Thousands of Vietnam vets have taken their own lives or have ended up homeless because of their inability to adjust to the twisted reality of rejoining the very society that not only supports the mechanisms of war, but hardly cares to know about such things.
Observers of recent U.S. military attacks in countries such as Panama, Iraq, and Afghanistan have noted that technology is making it easier for military personnel to wage war. We are more able to wage war from a safe distance, which is making it psychologically easier to kill. A military chaplain wrote, "As war becomes safer and easier, as soldiers are removed from the horrors of war and see the enemy not as humans but as blips on a screen, there is a very real danger of losing the deterrent that such horrors provide."
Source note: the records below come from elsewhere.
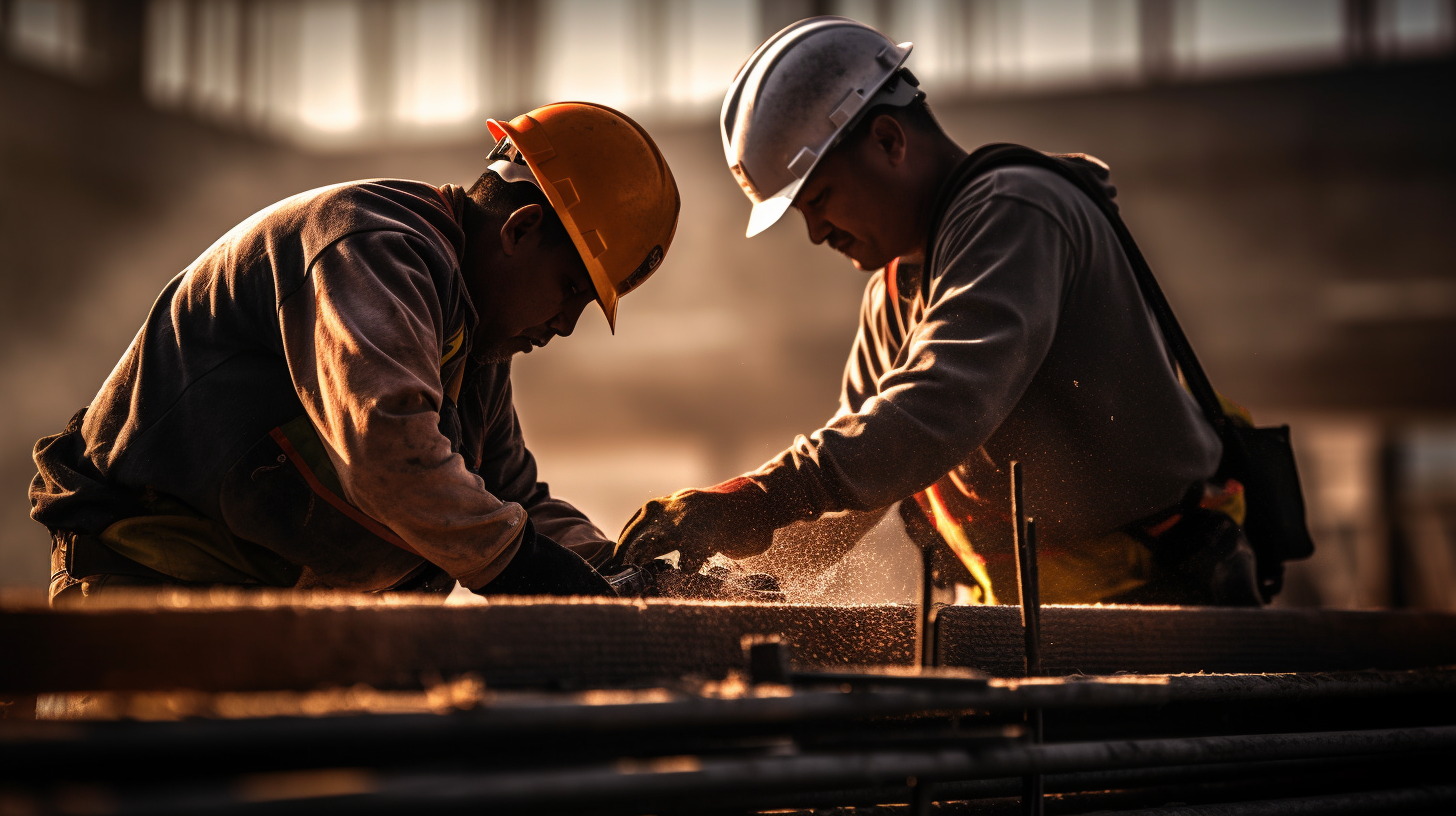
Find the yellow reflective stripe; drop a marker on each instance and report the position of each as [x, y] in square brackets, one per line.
[453, 344]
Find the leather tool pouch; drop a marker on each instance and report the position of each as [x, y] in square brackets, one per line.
[1263, 459]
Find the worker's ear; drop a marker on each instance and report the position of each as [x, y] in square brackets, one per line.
[520, 226]
[888, 137]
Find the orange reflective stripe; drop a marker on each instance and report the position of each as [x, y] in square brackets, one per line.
[332, 499]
According to Lt. Col. Dave Grossman, U.S. Army (Ret.), a technique called "operant conditioning" is used to overcome the human aversion to killing. For example, bull's-eye targets have been replaced by human-shaped ones to make soldiers feel comfortable when shooting at people. These types of techniques are what increased the fire rate of soldiers from 55% in Korea to 95% in Vietnam.
War is simply a failure of diplomatic policy, using the military to exercise with brutal force the will of one country against that of another. The method is killing and devastation. The immediate effects of war are hidden by those who control and create the war situations. The only human faces we will see on the corporate media may be those of some of our own veterans who find themselves unable to cope with the nightmare they once participated in.
I think again to former PFC Queen who bulldozed bodies, clearing the pieces of human beings from the desert. I wonder if some day he, too, might snap and attack the society that sent him to war. Could he one day end up conflicted with the twisted reality that he was given a medal for helping to hide the face of war? And, on such a day, will society look to the real cause of such terror, or will we just call him a madman like we did with Timothy McVeigh? Will we feel secure when we administer the death penalty to the very people we taught to kill in our name?
As another war begins under shady circumstances, how will those who come face to face with the bodies and death deal with returning to a society that never knew such atrocities even happened? Maybe we can honor them with a parade and that will make everything all better.
Don't count on it.
Sean Bell is a Gulf War era Marine vet and recently co-founded a local chapter of the Veterans for Peace.